“Piacere, Anna”
“Ciao, piacere, che fai nella vita?”
“Io? Seguo il calcio.”
“Segui il calcio? Fico. Sei giornalista? Opinionista? Alleni una squadra femminile? Sei la Presidente?!?!? Oppure scovi talenti nei campetti di periferia o negli oratori e li porti verso il Pallone d’Oro?”
“Niente di tutto ciò: sono tifosa”.
Lo strano mestiere che è diventato essere tifosi.
Io, si sappia, nuntio vobis che da oggi 5 dicembre 2010 sono una tifosa che si è prosaicamente rotta le palle.

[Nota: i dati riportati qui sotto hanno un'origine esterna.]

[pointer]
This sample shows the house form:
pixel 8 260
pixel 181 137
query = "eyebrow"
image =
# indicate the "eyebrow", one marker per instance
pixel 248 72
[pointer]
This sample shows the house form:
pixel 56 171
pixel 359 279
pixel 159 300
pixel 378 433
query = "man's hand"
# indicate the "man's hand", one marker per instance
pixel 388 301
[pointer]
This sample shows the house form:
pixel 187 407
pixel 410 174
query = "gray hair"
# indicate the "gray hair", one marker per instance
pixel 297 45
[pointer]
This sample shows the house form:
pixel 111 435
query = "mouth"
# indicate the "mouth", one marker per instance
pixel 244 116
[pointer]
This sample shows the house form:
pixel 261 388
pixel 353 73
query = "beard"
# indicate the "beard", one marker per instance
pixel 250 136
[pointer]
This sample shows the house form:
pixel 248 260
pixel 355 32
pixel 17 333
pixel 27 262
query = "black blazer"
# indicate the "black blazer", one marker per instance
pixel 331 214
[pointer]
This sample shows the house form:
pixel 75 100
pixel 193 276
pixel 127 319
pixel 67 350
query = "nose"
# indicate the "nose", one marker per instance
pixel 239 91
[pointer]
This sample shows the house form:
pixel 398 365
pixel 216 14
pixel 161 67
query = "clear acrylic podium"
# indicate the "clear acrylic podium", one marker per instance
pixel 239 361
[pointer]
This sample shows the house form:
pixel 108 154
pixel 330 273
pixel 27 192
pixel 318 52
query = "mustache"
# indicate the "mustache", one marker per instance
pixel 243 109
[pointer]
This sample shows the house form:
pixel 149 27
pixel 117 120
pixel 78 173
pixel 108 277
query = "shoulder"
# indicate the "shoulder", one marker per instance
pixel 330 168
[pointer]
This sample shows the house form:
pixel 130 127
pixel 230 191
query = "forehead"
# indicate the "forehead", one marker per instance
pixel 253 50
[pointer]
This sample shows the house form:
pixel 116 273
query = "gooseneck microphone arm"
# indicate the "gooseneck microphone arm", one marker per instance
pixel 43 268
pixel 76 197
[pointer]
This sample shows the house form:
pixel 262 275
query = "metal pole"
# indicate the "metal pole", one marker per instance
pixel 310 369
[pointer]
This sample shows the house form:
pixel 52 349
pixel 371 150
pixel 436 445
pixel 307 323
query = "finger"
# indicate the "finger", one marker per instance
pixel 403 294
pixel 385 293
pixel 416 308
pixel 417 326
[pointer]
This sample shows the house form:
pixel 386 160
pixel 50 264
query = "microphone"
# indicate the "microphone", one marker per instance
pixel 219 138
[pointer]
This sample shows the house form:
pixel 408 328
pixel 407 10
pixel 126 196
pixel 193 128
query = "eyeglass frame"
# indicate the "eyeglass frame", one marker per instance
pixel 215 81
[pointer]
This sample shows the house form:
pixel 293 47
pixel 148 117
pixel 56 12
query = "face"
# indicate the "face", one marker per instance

Una partita venerdì, che se non fosse stata Lazio-Inter l’avrei scoperto sabato che si giocava di venerdì;
due di sabato, ma in diverso orario (bella idea mettermi la Roma sabato pomeriggio quando io c’ho i regali di Natale da fa’);
5 match di domenica alle 15, ma tutte con squadre interessanti come una mostra di quadri del vicino di casa idraulico-poeta che non sa dipingere, ma ha l’abilità di riuscire ad annoiare tutti, anche l’amministratore di condominio;
una partita la sera della domenica… seeeee! Mai e poi mai che io mi perda la Litti;
una il lunedì, perché hai visto mai che il lunedì volevo riposare in pace senza pensare al calcio e soprattutto volevo comprare CorSport o Gazza del lunedì… assolutamente inutili visto che mi restano fuori Napoli e Palermo, mica due squadrette da niente.
Va’ a quel paese, serie A di plastica per le televisioni.
Stavolta non ti seguo.
Un buon libro sul divano. E una tazzina di caffè fumante.